Cellular Receptors and Their Role in the Psychedelic Effect

Research is revealing that the psychedelic effect is due to much more than 5-HT2A activation.



Corpora non agunt nisi fixate.

[Substances do not act unless bound.]

–Paul Ehrlich1

Anyone who reads about how psychedelic drugs work comes across discussions about receptors. The serotonin receptors, particularly 5-HT2A, get a lot of attention. This is because many psychedelic drugs are derivatives or analogs of the endogenous neurotransmitter serotonin, which uses those receptors. But, there’s much more to know about receptors. Here’s a brief overview of how they work, the effects they have, and which ones experts currently think are involved in the effects of psychedelics.

What Are Receptors?

One definition of a receptor is,2

A cellular macromolecule, or an assembly of macromolecules, that is concerned directly and specifically in chemical signaling between and within cells.

To put it another way, receptors are cellular proteins that mediate the activity of molecules.3 They are found inside cells and spanning the cell membrane.

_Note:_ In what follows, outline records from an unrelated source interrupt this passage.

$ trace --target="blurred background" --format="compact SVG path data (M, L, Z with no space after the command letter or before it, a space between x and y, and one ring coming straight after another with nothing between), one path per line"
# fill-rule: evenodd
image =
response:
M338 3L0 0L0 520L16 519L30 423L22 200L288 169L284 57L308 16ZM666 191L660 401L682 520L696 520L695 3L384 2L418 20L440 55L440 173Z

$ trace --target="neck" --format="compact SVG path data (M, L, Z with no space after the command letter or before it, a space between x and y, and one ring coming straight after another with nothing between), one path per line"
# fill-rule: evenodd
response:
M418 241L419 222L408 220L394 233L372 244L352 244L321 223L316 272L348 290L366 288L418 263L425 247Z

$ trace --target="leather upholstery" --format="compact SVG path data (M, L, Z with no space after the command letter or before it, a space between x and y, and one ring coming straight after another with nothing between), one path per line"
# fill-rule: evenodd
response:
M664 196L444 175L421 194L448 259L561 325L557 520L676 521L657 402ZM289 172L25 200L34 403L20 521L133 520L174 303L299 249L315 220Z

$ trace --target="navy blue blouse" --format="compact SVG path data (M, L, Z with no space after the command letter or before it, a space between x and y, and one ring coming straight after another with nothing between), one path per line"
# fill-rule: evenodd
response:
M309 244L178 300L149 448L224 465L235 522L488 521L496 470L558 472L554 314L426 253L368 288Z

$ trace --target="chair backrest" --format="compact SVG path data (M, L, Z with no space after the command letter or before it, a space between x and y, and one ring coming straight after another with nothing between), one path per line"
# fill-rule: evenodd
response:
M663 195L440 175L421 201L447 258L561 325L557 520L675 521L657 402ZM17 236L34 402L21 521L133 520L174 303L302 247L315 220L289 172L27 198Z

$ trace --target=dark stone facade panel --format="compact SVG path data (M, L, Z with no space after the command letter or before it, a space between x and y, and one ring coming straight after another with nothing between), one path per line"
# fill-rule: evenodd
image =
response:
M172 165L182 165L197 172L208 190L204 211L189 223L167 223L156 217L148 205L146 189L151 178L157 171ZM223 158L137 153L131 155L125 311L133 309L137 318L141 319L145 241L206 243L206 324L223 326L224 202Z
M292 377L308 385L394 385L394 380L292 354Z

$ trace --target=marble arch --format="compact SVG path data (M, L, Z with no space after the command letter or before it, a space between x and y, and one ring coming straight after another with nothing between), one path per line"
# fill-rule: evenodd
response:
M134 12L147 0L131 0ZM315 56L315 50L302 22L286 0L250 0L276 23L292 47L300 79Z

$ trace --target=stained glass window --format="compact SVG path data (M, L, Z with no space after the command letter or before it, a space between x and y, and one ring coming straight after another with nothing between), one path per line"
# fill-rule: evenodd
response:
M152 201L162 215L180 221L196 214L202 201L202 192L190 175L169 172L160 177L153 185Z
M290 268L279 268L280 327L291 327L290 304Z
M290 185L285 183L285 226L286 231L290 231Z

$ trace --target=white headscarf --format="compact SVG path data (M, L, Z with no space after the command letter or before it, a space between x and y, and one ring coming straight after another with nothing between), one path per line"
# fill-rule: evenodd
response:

The different types of receptors include membrane receptors like G protein-coupled receptors (GPCRs), ion channels, and receptors that activate enzymes.

How Do Receptors Work?

Although receptors are present at a high density on cells, they occupy only a tiny fraction of the cell’s surface area.4 Because of this, signals from receptors must be amplified to a sufficient intensity to elicit the effect. A signaling cascade is a series of events that amplify the signal and disseminates it quickly throughout the cell. This mechanism is also known as signal transduction.

Understanding how receptors work requires another definition. Substances that bind to receptors are called ligands. Simply stated, a ligand is a molecule that binds to a receptor and causes a biological response.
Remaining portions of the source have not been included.